The district court further relied upon, inter alia, In re Rains, 338 B.R. 99 (Bankr.E.D.Cal.2006). In Rains, a bankruptcy petitioner refused to comply with the bankruptcy plan’s directive that he request a withdrawal from his retirement plan. Id. at 102. Similar to the judgment at issue here, the bankruptcy plan (which has the same binding effect as a judgment) did not specify a time for performance, but the Rains court held that Federal Rule of Civil Procedure 70, which governs the performance of judgments, logically contains a reasonable time requirement. Id. at 103. The court therefore gave a trustee the power to withdraw the funds under Rule 70. Id.
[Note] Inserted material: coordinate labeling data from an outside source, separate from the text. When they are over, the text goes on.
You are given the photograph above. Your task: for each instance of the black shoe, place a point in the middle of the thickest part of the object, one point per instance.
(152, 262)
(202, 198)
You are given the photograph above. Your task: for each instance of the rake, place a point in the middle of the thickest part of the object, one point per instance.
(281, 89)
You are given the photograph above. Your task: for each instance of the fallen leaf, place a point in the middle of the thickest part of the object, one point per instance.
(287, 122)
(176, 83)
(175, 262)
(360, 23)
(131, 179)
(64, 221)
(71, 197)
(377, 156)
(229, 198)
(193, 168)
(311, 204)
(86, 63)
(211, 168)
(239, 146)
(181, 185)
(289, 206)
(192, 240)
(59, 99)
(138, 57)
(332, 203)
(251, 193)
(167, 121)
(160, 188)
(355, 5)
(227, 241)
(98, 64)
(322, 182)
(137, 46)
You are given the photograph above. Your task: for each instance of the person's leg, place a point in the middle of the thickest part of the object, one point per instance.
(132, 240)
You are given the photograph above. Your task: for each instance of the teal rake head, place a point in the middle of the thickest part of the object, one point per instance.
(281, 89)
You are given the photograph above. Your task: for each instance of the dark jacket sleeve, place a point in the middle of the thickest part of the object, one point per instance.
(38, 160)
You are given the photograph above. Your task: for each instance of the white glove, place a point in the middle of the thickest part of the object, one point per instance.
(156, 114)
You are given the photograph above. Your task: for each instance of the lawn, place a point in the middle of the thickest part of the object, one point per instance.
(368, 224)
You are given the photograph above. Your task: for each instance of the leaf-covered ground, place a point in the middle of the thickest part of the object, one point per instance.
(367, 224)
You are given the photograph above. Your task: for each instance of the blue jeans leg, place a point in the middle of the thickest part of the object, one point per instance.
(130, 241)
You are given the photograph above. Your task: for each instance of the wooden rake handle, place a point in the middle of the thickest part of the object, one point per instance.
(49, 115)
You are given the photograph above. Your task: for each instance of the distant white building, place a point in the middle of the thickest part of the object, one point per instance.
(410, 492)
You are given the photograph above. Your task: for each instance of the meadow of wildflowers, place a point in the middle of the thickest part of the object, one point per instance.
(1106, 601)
Although we are considering a Rule 60(b)(6), not a Rule 70, motion, the reasoning is the same. Both rules concern the construction and effect of judgments. It was entirely proper for the district court to have imposed a reasonable-time requirement on a judgment for the equitable remedy of rescission in which Lindy was required to perform the specific act of re*515turning the shingles. (Contrary to the Dissent at 518, that “[t]he judgment did not, to use the language of Rule 70, ‘require[ ] [Lindy] ... to perform any ... specific act’”, the judgment did require Lindy to perform the specific act of tendering the siding should it wish to collect the money judgment.) Needless to say, under Rule 60(b)(6), the district court has broad equitable powers to address Lindy’s unreasonable delay. See Harrell, 951 F.2d at 1458 (noting Rule 60(b)(6) “is a grand reservoir of equitable power to do justice”).

III.

For the foregoing reasons, the judgment is AFFIRMED.

Pursuant to 5th Cir. R. 47.5, the court has determined that this opinion should not be published and is not precedent except under the limited circumstances set forth in 5th Cir. R. 47.5.4.